Managing Circadian Disruption due to Hospitalization: A Pilot Randomized Controlled Trial of the CircadianCare Inpatient Management System.

The objective of the present study was to test the effects of an inpatient management system (CircadianCare) aimed at limiting the negative impact of hospitalization on sleep by enhancing circadian rhythmicity. Fifty inpatients were randomized to either CircadianCare (n = 25; 18 males, 62.4 ± 1.9 years) or standard of care (n = 25; 14 males, 64.5 ± 2.3 years). On admission, all underwent a full sleep-wake evaluation; they then completed daily sleep diaries and wore an actigraph for the whole length of hospitalization. On days 1 (T0), 7 (T1), and 14 (T2, if still hospitalized), salivary melatonin for dim light melatonin onset (DLMO) and 24-h skin temperature were recorded. In addition, environmental noise, temperature, and illuminance were monitored.

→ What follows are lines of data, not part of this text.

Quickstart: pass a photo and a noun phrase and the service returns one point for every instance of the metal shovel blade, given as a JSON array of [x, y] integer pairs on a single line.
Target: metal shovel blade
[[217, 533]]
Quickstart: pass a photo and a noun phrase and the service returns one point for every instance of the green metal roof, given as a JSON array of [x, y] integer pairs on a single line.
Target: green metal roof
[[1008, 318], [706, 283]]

Patients in the CircadianCare arm followed 1 of 3 schedules for light/dark, meal, and physical activity timings, based on their diurnal preference/habits. They wore short-wavelength-enriched light-emitting glasses for 45 min after awakening and short-wavelength light filter shades from 18:00 h until sleep onset. While the first, primary registered outcome (reduced sleep-onset latency on actigraphy or diary) was not met, based on sleep diaries, there was a trend (0.05 < p < 0.1) toward an advance in bedtime for CircadianCare compared to standard of care patients between T0 and T1. Similarly, DLMO time significantly advanced in the small group of patients for whom it could be computed on both occasions, with untreated ones starting from earlier baseline values. Patients sleeping near the window had significantly higher sleep efficiency, regardless of treatment arm. As noise fluctuation increased, so did the number of night awakenings, regardless of treatment arm. In conclusion, the CircadianCare management system showed positive results in terms of advancing sleep timing and the circadian rhythm of melatonin. Furthermore, our study identified a combination of environmental noise and lighting indices, which could be easily modulated to prevent hospitalization-related insomnia.